По своему интересен и конец его карьеры на нашем заводе, хотя, если подумать, конец его карьеры особенно интересен мне, поскольку одновременно и моя карьера чуть-чуть не кончилась.
Времена были андроповские, партия начала кампанию за укрепление трудовой дисциплины, а мы в ЦЗЛ накануне Первомая решили отметить этот праздник междусобойчиком на рабочем месте. Собрались после работы в метлаборатории, в которой, как я писал, шкафами был отгорожен и мой кабинет. У нас стояла большая печь для исследования электродной массы, что-то вроде жарочного шкафа, и женщины запекали в ней кур, насаживая их на бутылки с водой.
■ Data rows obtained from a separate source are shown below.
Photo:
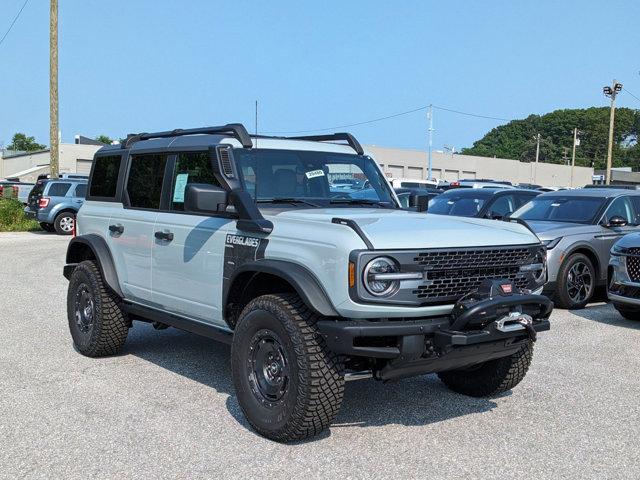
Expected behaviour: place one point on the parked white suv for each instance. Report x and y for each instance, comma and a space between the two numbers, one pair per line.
243, 239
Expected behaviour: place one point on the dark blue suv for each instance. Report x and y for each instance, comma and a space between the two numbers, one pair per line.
55, 203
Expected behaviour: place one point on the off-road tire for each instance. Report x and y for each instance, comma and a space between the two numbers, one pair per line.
110, 325
562, 298
628, 313
316, 377
60, 220
492, 377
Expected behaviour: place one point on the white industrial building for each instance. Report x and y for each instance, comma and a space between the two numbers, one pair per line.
396, 162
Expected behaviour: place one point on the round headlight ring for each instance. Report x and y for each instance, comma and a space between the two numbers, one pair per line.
380, 288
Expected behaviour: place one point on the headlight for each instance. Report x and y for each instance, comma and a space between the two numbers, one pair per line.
551, 243
374, 277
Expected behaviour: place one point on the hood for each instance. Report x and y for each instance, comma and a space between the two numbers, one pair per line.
400, 229
550, 230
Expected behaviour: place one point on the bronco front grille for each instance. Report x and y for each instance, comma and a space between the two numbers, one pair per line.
633, 268
450, 274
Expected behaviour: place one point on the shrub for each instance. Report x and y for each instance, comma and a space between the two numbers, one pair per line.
12, 217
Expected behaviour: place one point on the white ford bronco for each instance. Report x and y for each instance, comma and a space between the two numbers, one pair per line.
297, 253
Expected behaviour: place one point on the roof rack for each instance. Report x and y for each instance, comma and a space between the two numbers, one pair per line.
350, 139
235, 129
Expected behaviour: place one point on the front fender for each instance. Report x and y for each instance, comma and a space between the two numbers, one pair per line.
300, 278
93, 246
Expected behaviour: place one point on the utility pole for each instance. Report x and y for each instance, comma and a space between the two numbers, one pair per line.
53, 89
576, 142
430, 117
612, 93
535, 174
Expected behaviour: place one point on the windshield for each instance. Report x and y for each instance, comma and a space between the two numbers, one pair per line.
312, 178
561, 209
459, 205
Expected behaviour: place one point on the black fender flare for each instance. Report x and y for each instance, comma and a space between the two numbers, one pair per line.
102, 254
301, 279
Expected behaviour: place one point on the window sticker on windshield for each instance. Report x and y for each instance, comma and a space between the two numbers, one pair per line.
315, 173
181, 185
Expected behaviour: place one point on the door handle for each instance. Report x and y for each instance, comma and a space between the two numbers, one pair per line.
166, 235
119, 229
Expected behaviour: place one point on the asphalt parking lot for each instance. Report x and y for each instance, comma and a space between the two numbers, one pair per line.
165, 407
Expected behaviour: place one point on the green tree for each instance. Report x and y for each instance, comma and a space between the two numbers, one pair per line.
104, 139
24, 144
516, 139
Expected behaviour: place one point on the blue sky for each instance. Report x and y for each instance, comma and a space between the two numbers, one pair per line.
139, 65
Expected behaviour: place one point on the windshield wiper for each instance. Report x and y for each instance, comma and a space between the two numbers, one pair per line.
294, 201
358, 201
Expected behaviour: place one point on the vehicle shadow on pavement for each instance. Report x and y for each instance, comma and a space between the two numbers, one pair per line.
608, 315
416, 401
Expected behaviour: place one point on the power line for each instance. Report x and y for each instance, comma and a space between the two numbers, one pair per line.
407, 112
472, 114
631, 94
14, 21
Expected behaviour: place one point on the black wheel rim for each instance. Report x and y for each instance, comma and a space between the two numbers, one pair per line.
579, 282
84, 308
268, 368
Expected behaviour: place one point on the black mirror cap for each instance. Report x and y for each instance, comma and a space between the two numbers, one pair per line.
205, 198
419, 201
617, 221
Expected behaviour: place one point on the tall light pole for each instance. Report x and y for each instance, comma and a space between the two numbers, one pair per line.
612, 93
53, 89
430, 117
576, 142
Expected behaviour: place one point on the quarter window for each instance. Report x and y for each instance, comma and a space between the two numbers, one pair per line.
190, 168
58, 189
81, 190
144, 186
104, 178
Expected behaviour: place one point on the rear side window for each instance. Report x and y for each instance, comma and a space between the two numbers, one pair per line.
81, 190
58, 189
190, 168
104, 179
144, 186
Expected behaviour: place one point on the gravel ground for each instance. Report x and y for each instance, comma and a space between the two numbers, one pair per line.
165, 407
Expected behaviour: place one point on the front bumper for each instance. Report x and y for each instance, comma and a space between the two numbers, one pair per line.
621, 288
426, 345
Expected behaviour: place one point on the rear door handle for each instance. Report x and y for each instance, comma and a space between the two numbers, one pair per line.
166, 235
119, 229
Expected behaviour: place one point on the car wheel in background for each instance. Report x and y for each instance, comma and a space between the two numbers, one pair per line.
64, 223
576, 282
627, 312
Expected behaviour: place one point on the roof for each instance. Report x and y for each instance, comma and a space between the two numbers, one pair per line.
591, 192
485, 192
194, 142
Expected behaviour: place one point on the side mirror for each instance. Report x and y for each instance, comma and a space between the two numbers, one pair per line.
419, 202
616, 221
205, 198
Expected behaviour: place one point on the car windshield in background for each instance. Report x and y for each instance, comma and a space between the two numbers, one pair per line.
312, 178
458, 205
561, 209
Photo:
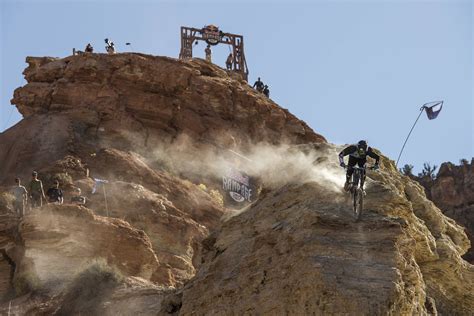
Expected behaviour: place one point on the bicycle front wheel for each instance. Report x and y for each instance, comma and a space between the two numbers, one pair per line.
358, 203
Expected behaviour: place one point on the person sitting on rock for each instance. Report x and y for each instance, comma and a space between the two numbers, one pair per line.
36, 191
228, 62
266, 91
258, 85
55, 194
89, 48
357, 155
208, 53
21, 198
77, 198
110, 48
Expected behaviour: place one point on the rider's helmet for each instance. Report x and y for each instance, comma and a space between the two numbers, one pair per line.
362, 146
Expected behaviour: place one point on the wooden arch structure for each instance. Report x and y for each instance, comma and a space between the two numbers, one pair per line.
213, 36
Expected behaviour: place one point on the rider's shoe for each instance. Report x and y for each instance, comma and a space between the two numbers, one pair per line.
347, 186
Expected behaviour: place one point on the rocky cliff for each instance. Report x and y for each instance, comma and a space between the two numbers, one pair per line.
159, 238
452, 191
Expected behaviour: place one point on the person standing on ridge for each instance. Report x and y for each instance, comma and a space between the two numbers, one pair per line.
258, 85
21, 198
208, 53
89, 48
55, 194
36, 191
77, 198
357, 155
266, 91
228, 62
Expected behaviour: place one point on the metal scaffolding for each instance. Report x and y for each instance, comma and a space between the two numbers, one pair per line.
213, 36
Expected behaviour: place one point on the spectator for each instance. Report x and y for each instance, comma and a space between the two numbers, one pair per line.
208, 53
266, 91
258, 85
55, 194
21, 198
228, 62
89, 48
77, 198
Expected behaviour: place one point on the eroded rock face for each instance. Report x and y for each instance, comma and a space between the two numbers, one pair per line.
59, 241
298, 251
155, 98
453, 192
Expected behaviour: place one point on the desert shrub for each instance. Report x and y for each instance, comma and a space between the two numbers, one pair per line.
89, 288
6, 202
26, 282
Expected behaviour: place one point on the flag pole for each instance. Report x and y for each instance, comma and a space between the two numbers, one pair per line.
403, 147
105, 199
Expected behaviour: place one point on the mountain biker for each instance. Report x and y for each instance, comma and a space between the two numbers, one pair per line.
357, 155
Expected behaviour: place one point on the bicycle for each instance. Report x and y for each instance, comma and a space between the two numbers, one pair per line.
357, 191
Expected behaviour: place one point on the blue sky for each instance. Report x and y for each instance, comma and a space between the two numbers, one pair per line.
350, 69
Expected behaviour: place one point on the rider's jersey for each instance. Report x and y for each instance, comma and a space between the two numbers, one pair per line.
359, 153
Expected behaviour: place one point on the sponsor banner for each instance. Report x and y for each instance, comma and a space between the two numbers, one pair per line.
211, 34
237, 184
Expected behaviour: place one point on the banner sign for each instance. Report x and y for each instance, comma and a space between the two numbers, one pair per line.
211, 34
237, 184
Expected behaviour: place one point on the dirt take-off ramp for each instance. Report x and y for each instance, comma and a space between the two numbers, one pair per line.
163, 132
Естественно, и из дому приносилась всякая всячина, и, как говорится, ничто так не спаивает коллектив как коллективная выпивка. Мы уже почти все выпили, и тут возьми и возмутись моя секретарь. Это была молодая, лет 23–24, но уже разведенная женщина и, надо сказать, очень видная и лицом, и фигурой. Она громогласно пожаловалась, что все тут женатые, а ей, холостячке, не догадались холостого мужчину пригласить. И добавила: к примеру, Масленникова. А тот был все еще холостым, хотя и жил с одной женщиной, которая, по общему мнению, моему секретарю и в подметки не годилась. И вот тут мне, как и в свое время Сисько, боком вышла моя любовь к шутливым подначиваниям.
Отвлекусь. Судя по рассказам о моряках, у них в традициях подначивать, особенно салаг, но я читал о случае, когда такая подначка плохо кончилась для самого шутника. Дело было так. На судно, стоящее в порту на ремонте, прибыл новый матрос, и боцман, сидящий в кругу бывалых матросов, решил позабавиться розыгрышем новичка. Он тут же вручил салаге ножовку по металлу и послал того на палубу с заданием отпилить лапы у якоря якобы для их ремонта. Кто видел эти лапы и представляет, для каких дел применяется ножовка, тот поймет, что ею не только нельзя отрезать лапы, но нельзя и серьезные повреждения нанести якорю. Через часок боцман с матросами решили подняться на палубу и полюбоваться на потного салагу, но тот явился сам с докладом, что лапы отрезаны. Все решили, что он догадался, что его подначили, и решил в свою очередь подначить боцмана. Но салага говорил совершенно серьезно и недоумевал, почему все смеются. Все бросились на палубу и убедились, что да, действительно, обе лапы лежат отдельно от того, что раньше называлось якорем. Оказалось, что салага до поступления в торговый флот окончил профтехучилище и был сварщиком. Он попытался пилить лапы ножовкой, но увидел рядом на пирсе работающих газорезчиков. Он их попросил, и они перебросили ему на палубу резак с кислородным и ацетиленовым шлангами, и салага быстренько отрезал лапы у якоря, радуясь, что так четко исполнил первое же задание на судне.